When it comes to explaining lust or loss, nothing fits the bill better than a song by Meat Loaf.
The 61-year-old rocker/actor has been wringing his heart into anthems like Paradise by the Dashboard Light and I Would Do Anything for Love since the early '70s.
On Friday, Loaf (born Marvin Aday before his dad saddled him with the famous "Meat" moniker) kicks off a U.S. string of shows at Clearwater's Ruth Eckerd Hall.
It's a tour that seemed in jeopardy just a week ago when he was hospitalized for three days in London right after being honored at Britain's Q Awards.
Now back on his feet and ready to start recording an album for a 2010 release, Meat Loaf talks with the Times about his health, the legacy of his Bat Out of Hell album and his acting career.
What happened in England? Are you feeling better?
It was really scary. I thought that I'd had a stroke. I couldn't talk. My left side wasn't working properly. It started with an attack of vertigo the night before, and it progressed. I should have gone right to the hospital. I accepted the award, but nobody could understand what the hell I was saying. I didn't have a stroke, and they kept me (in the hospital) until my vertigo went away.
You've appeared in more than 40 films. Do people sometimes associate you as an actor before singer when they spot you in public?

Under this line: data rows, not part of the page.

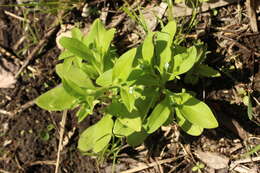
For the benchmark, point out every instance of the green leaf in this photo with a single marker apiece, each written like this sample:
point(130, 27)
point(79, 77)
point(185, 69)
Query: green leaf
point(96, 34)
point(128, 98)
point(74, 90)
point(83, 112)
point(76, 33)
point(120, 130)
point(97, 136)
point(206, 71)
point(65, 54)
point(249, 108)
point(56, 99)
point(106, 41)
point(158, 116)
point(163, 51)
point(186, 126)
point(90, 71)
point(74, 74)
point(148, 48)
point(77, 48)
point(196, 111)
point(143, 105)
point(163, 46)
point(183, 62)
point(170, 28)
point(253, 151)
point(137, 138)
point(129, 119)
point(123, 65)
point(105, 79)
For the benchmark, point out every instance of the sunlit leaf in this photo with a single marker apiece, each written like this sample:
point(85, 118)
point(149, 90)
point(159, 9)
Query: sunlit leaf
point(196, 111)
point(105, 79)
point(123, 65)
point(159, 115)
point(206, 71)
point(56, 99)
point(76, 47)
point(97, 136)
point(188, 127)
point(148, 48)
point(75, 75)
point(121, 130)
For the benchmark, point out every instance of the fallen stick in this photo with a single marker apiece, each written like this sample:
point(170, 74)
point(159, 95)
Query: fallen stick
point(180, 10)
point(145, 166)
point(246, 160)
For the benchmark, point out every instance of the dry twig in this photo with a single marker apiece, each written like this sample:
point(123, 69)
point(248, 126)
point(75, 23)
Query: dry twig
point(145, 166)
point(62, 129)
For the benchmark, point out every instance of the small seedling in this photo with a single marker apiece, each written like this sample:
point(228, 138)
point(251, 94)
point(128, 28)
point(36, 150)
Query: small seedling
point(198, 167)
point(131, 88)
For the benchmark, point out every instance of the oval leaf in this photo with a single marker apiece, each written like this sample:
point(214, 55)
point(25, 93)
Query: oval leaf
point(148, 48)
point(56, 99)
point(76, 47)
point(123, 65)
point(97, 136)
point(186, 126)
point(197, 112)
point(159, 115)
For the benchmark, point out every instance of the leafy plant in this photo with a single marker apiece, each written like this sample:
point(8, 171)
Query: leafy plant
point(131, 88)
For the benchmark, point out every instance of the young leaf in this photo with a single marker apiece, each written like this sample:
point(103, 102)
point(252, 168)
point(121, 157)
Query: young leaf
point(184, 61)
point(106, 41)
point(121, 130)
point(123, 65)
point(163, 51)
point(77, 48)
point(97, 136)
point(188, 127)
point(56, 99)
point(66, 54)
point(206, 71)
point(128, 98)
point(76, 75)
point(131, 120)
point(76, 33)
point(143, 105)
point(83, 112)
point(96, 34)
point(137, 138)
point(159, 115)
point(170, 28)
point(90, 71)
point(196, 111)
point(105, 79)
point(148, 48)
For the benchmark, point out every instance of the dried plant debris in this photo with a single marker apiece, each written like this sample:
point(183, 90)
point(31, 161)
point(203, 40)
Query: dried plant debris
point(7, 79)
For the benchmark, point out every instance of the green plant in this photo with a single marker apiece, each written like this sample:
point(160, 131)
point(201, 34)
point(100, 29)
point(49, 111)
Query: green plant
point(198, 167)
point(131, 88)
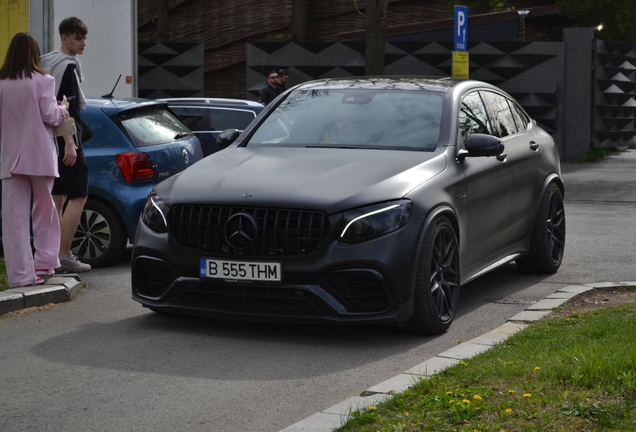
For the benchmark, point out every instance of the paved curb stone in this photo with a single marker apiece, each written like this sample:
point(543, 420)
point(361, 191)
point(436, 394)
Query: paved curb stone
point(337, 415)
point(57, 289)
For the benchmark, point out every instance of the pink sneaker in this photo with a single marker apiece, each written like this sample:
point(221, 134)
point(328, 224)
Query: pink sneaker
point(45, 272)
point(38, 281)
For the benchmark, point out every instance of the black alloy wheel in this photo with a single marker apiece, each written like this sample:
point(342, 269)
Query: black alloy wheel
point(547, 241)
point(437, 285)
point(100, 239)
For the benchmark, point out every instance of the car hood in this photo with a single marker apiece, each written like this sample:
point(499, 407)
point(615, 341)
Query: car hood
point(305, 178)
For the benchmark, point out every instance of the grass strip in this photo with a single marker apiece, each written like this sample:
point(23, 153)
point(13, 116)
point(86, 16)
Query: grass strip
point(568, 374)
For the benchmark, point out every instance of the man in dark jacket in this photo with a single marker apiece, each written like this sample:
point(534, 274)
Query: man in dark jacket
point(270, 91)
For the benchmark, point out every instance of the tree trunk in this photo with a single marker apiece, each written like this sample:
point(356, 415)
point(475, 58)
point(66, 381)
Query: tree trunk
point(163, 34)
point(299, 27)
point(375, 30)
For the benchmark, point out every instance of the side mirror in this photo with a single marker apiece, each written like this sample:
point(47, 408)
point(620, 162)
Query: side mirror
point(227, 137)
point(481, 145)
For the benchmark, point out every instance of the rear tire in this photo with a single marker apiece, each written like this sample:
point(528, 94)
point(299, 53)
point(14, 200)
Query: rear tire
point(100, 239)
point(437, 285)
point(547, 240)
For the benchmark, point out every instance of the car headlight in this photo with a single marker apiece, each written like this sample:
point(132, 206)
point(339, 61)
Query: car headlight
point(373, 221)
point(154, 214)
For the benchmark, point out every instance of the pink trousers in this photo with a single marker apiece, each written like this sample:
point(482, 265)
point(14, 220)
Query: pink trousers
point(16, 242)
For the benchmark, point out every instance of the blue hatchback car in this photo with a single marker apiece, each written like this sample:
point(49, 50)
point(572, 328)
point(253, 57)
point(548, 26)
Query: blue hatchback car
point(130, 146)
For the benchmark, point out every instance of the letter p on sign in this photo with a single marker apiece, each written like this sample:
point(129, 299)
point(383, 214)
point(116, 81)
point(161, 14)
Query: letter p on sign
point(461, 28)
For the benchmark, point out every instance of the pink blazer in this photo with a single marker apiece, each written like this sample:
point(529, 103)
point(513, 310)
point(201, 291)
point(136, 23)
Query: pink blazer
point(28, 110)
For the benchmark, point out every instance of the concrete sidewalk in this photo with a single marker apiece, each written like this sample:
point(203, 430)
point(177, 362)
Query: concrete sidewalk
point(610, 181)
point(57, 289)
point(337, 415)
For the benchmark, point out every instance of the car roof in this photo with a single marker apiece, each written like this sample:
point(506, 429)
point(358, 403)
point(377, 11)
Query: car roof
point(115, 105)
point(424, 83)
point(214, 101)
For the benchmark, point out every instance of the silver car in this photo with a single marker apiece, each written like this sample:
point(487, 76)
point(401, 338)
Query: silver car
point(355, 200)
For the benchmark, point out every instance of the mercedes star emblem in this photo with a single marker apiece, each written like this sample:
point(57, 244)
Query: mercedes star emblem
point(241, 231)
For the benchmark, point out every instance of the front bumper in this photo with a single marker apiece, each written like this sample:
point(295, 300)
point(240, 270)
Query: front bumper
point(366, 282)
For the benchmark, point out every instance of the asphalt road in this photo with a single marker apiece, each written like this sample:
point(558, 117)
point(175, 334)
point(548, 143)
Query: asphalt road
point(103, 363)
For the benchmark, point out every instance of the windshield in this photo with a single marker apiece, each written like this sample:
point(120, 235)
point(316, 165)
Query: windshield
point(151, 126)
point(354, 118)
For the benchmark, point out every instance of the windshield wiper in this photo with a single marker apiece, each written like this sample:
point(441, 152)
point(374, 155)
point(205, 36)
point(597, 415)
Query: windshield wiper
point(182, 135)
point(345, 146)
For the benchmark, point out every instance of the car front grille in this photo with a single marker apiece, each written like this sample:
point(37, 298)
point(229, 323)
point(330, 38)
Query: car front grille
point(279, 231)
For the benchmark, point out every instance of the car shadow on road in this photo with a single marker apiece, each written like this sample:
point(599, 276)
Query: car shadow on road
point(233, 350)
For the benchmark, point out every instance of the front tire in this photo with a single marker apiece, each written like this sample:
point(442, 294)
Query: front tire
point(547, 241)
point(100, 239)
point(437, 285)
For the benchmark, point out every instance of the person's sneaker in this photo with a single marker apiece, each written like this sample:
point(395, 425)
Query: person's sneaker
point(71, 264)
point(44, 272)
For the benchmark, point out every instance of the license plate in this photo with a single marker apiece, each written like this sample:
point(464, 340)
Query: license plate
point(241, 270)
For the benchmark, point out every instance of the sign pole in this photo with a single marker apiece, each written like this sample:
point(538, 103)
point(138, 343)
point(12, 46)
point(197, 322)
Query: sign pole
point(461, 63)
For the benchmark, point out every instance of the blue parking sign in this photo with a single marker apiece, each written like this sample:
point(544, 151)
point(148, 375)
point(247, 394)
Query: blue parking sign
point(460, 29)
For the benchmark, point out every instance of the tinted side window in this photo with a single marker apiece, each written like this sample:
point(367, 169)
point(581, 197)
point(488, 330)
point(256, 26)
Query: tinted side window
point(522, 120)
point(501, 116)
point(86, 134)
point(472, 116)
point(194, 118)
point(221, 119)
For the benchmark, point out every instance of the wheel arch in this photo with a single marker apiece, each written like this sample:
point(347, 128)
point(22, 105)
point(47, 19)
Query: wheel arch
point(441, 210)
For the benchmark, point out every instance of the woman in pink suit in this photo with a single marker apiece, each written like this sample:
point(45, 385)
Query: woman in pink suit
point(28, 111)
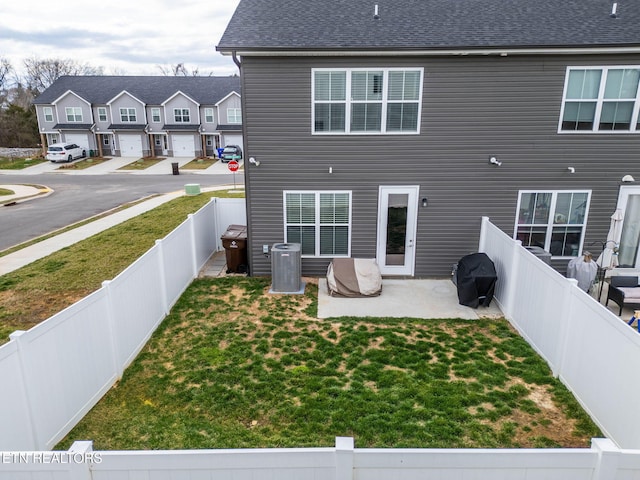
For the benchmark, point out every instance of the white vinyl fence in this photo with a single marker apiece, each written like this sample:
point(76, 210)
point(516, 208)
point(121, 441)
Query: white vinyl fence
point(54, 373)
point(603, 461)
point(593, 352)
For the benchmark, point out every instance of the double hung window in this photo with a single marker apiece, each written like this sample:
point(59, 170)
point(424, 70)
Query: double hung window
point(181, 115)
point(601, 99)
point(553, 220)
point(102, 114)
point(319, 221)
point(128, 115)
point(234, 116)
point(356, 101)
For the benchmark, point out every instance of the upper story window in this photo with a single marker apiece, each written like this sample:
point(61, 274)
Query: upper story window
point(378, 101)
point(234, 116)
point(319, 221)
point(181, 115)
point(553, 220)
point(128, 115)
point(74, 114)
point(208, 115)
point(601, 100)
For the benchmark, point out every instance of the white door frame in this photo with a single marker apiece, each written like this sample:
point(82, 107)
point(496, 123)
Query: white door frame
point(407, 267)
point(623, 199)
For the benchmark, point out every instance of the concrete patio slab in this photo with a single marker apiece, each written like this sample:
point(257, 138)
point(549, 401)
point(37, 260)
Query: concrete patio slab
point(415, 298)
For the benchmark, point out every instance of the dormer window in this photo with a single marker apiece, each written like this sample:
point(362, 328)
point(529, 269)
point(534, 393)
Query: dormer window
point(128, 115)
point(181, 115)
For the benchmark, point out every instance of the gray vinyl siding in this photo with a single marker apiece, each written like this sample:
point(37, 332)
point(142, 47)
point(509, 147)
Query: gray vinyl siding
point(473, 108)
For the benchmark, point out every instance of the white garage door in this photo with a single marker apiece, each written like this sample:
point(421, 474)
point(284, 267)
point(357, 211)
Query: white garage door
point(232, 140)
point(79, 139)
point(130, 145)
point(183, 145)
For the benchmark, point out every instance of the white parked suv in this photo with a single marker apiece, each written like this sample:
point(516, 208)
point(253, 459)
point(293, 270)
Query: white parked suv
point(65, 152)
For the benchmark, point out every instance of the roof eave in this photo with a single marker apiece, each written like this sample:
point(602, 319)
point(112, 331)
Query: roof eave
point(444, 51)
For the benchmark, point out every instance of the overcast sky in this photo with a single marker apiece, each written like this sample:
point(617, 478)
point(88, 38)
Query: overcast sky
point(125, 37)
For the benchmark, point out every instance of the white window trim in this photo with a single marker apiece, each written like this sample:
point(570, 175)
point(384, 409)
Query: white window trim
point(47, 112)
point(317, 224)
point(153, 112)
point(75, 113)
point(233, 119)
point(179, 113)
point(600, 101)
point(101, 111)
point(211, 113)
point(128, 115)
point(550, 224)
point(348, 102)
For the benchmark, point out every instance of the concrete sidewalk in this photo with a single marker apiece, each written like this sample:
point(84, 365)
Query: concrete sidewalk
point(114, 164)
point(22, 192)
point(27, 255)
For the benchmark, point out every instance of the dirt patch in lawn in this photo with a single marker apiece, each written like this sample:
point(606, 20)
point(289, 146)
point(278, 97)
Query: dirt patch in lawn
point(234, 366)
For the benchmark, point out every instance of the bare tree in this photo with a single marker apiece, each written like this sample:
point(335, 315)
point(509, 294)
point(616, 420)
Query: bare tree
point(5, 70)
point(40, 74)
point(179, 70)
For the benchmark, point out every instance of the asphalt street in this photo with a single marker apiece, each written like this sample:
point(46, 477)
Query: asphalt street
point(77, 197)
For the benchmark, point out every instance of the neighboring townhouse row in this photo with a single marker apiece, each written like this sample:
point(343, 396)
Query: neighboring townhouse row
point(142, 115)
point(400, 123)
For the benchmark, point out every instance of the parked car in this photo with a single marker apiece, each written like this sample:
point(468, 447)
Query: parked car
point(231, 152)
point(65, 152)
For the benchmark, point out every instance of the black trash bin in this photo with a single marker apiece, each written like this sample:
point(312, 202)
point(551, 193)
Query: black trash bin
point(475, 278)
point(234, 241)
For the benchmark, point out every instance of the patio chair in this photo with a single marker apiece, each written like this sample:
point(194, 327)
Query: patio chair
point(623, 290)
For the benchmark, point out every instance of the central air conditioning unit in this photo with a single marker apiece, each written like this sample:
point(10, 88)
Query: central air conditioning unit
point(286, 268)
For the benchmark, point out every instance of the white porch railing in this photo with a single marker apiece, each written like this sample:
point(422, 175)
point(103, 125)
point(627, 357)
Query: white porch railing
point(593, 352)
point(53, 374)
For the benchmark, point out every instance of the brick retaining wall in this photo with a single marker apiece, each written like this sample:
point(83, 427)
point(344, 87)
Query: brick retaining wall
point(20, 152)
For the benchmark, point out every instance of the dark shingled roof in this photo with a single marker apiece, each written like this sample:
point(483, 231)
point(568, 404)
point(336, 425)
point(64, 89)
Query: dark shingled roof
point(152, 90)
point(333, 25)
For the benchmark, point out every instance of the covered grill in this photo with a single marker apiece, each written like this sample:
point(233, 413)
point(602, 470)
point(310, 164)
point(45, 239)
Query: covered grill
point(475, 279)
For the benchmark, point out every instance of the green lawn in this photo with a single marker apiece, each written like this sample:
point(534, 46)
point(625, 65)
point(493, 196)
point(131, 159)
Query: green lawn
point(235, 367)
point(37, 291)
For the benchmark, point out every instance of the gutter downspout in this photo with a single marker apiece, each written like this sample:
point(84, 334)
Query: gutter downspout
point(234, 56)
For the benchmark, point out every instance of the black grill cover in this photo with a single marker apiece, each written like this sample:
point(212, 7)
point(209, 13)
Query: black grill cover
point(476, 280)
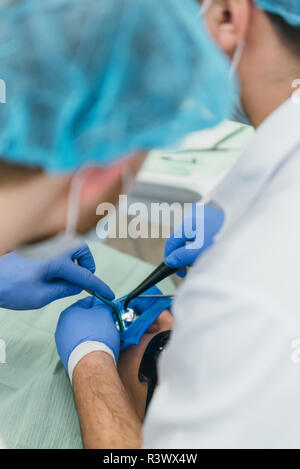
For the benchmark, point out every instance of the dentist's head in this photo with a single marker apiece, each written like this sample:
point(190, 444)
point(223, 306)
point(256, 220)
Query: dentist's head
point(262, 38)
point(89, 83)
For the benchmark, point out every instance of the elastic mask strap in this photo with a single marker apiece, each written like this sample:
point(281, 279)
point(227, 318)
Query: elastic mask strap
point(74, 202)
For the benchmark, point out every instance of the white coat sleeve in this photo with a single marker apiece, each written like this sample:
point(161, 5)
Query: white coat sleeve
point(227, 379)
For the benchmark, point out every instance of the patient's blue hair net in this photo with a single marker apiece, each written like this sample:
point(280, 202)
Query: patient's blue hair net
point(93, 80)
point(289, 10)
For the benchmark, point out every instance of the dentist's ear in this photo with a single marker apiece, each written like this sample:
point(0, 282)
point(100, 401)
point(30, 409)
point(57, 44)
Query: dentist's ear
point(228, 22)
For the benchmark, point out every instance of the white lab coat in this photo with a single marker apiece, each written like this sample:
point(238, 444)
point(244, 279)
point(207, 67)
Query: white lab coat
point(230, 377)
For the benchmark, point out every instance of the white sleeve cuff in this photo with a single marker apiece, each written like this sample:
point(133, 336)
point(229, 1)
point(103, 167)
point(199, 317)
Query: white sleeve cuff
point(84, 349)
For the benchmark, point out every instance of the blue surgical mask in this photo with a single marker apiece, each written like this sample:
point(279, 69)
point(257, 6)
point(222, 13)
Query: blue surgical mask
point(65, 241)
point(238, 113)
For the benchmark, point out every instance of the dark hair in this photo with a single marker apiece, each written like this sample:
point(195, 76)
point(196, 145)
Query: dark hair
point(290, 34)
point(13, 173)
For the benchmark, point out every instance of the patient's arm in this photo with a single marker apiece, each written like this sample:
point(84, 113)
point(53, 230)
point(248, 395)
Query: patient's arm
point(107, 418)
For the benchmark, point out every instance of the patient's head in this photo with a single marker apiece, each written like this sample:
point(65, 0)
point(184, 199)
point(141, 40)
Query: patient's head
point(33, 204)
point(130, 361)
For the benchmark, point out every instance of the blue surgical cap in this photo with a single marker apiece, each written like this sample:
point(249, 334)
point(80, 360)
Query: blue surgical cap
point(289, 10)
point(93, 80)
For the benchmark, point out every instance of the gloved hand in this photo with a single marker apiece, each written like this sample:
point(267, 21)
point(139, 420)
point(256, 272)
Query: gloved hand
point(185, 246)
point(32, 284)
point(85, 327)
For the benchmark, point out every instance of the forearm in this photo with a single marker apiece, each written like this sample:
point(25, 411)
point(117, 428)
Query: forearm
point(107, 417)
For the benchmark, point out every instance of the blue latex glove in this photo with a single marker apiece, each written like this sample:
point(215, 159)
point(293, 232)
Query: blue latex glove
point(184, 247)
point(149, 309)
point(87, 320)
point(31, 284)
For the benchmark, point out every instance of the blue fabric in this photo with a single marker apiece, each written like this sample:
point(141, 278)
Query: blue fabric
point(86, 320)
point(93, 80)
point(289, 10)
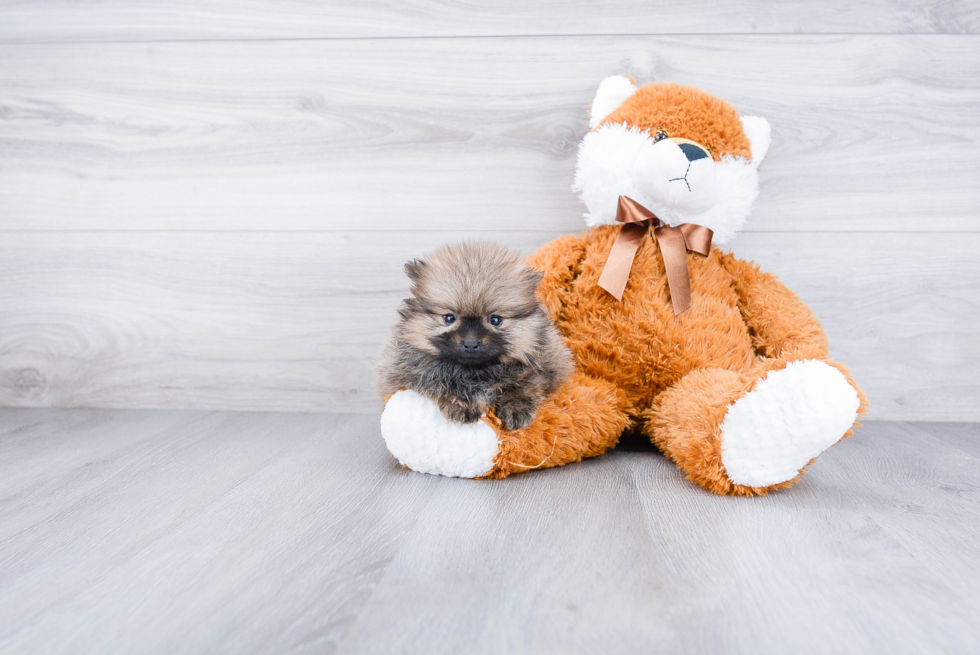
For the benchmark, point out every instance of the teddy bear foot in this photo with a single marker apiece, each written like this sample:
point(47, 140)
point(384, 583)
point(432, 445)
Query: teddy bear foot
point(421, 438)
point(770, 434)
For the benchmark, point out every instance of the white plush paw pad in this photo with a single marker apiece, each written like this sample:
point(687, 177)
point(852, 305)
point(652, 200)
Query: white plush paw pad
point(421, 438)
point(791, 416)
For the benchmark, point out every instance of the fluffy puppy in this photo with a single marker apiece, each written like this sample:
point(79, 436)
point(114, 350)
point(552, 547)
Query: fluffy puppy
point(473, 337)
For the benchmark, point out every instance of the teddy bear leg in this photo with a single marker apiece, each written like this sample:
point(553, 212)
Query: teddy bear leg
point(747, 433)
point(581, 419)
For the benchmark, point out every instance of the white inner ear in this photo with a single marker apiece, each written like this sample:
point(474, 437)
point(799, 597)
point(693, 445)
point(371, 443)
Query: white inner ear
point(611, 93)
point(604, 172)
point(760, 136)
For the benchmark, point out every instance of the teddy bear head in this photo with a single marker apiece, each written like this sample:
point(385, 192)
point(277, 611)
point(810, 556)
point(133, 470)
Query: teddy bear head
point(684, 154)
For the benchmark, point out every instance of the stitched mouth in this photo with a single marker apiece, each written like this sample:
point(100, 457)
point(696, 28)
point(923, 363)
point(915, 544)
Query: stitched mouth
point(684, 179)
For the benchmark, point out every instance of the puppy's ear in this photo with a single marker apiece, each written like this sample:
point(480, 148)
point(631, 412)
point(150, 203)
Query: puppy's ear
point(414, 269)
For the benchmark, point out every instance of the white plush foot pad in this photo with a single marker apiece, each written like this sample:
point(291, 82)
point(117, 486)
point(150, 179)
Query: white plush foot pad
point(421, 438)
point(790, 417)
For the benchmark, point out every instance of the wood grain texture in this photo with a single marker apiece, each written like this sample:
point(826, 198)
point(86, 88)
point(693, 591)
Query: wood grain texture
point(180, 532)
point(870, 132)
point(124, 20)
point(290, 321)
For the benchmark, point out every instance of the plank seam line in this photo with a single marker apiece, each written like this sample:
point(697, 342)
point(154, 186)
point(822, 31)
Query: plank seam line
point(490, 36)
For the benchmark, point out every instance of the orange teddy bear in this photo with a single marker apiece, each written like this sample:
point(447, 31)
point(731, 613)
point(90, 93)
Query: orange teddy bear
point(718, 363)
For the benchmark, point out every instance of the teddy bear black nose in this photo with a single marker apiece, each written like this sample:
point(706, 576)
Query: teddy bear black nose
point(692, 152)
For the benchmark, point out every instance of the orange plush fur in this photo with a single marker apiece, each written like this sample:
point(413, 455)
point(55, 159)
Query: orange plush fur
point(640, 366)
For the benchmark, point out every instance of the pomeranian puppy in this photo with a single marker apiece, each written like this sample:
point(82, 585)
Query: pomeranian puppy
point(473, 337)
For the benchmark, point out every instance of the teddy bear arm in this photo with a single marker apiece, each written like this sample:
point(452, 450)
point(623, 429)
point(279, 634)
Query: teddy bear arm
point(782, 326)
point(559, 261)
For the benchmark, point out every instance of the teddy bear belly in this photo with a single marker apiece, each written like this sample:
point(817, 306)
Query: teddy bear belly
point(643, 349)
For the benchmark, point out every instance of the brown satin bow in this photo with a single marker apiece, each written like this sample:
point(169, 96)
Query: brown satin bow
point(674, 243)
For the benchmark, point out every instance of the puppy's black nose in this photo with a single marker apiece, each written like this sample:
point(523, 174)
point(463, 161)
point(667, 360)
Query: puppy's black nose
point(692, 152)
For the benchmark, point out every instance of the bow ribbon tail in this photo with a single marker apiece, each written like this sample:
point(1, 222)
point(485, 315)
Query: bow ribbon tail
point(673, 248)
point(617, 269)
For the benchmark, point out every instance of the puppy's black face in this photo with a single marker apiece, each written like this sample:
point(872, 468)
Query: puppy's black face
point(475, 341)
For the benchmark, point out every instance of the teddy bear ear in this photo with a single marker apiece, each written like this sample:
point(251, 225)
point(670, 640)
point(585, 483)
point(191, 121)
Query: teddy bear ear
point(760, 136)
point(611, 93)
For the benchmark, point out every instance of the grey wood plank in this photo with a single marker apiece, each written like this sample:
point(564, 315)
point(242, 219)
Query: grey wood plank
point(621, 555)
point(248, 533)
point(284, 321)
point(231, 533)
point(870, 132)
point(115, 20)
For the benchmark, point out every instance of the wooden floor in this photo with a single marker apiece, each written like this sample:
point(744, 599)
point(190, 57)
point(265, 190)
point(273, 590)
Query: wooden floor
point(127, 531)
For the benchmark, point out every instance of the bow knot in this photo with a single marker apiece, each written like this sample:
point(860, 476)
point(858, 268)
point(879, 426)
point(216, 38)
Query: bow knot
point(674, 243)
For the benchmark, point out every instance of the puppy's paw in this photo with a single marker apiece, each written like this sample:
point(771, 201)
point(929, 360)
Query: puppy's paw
point(516, 416)
point(460, 413)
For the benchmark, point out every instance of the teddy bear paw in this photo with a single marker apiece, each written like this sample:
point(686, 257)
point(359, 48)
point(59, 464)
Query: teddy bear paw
point(421, 438)
point(791, 416)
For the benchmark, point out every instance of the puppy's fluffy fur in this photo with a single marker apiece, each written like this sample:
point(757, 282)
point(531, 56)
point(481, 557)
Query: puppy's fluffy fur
point(473, 337)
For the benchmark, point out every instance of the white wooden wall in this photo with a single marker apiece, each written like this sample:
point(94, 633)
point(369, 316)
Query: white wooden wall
point(206, 204)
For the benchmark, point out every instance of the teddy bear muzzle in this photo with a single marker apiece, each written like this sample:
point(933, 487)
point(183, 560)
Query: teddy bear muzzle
point(679, 173)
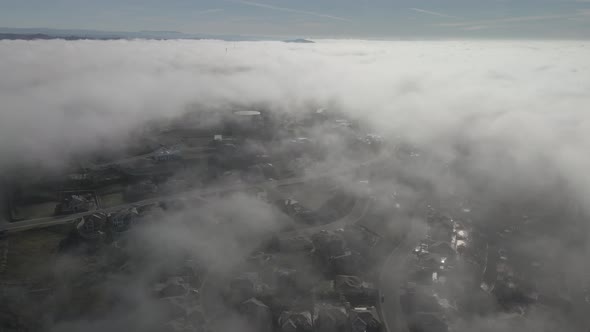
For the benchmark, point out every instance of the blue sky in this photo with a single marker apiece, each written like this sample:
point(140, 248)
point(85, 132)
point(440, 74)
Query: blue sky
point(312, 18)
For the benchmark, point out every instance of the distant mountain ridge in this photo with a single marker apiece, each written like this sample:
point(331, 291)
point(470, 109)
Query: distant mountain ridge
point(75, 34)
point(300, 40)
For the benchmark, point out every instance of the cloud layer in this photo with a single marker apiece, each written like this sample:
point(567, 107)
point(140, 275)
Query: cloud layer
point(516, 110)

In California, yes. If you have TiVo, you can search for me, and I can guarantee you'll get six bad movies a week. People didn't like Rocky Horror Picture Show. I mean, it's a classic. But I don't know how good a film it is. I'm too close to it to judge it. It's like Bat Out of Hell. It sold so many copies and if you listen to people, they love the record. When it was finished, I hated You Took the Words Out of My Mouth. I mean hated it.
You appeared in a hilarious TV commercial for the AT&T Go Phone. How did that come about?
They came to me with this offer, and it was sitting on my kitchen counter for three or four days. At first, I said, "Nah I don't want to do that." They didn't have lyrics. So they sent me the lyrics and I said, "Oh, god, these are horrifying." I don't mind making fun of myself for making a parody of it. But it's got to be so far removed from anything I would do.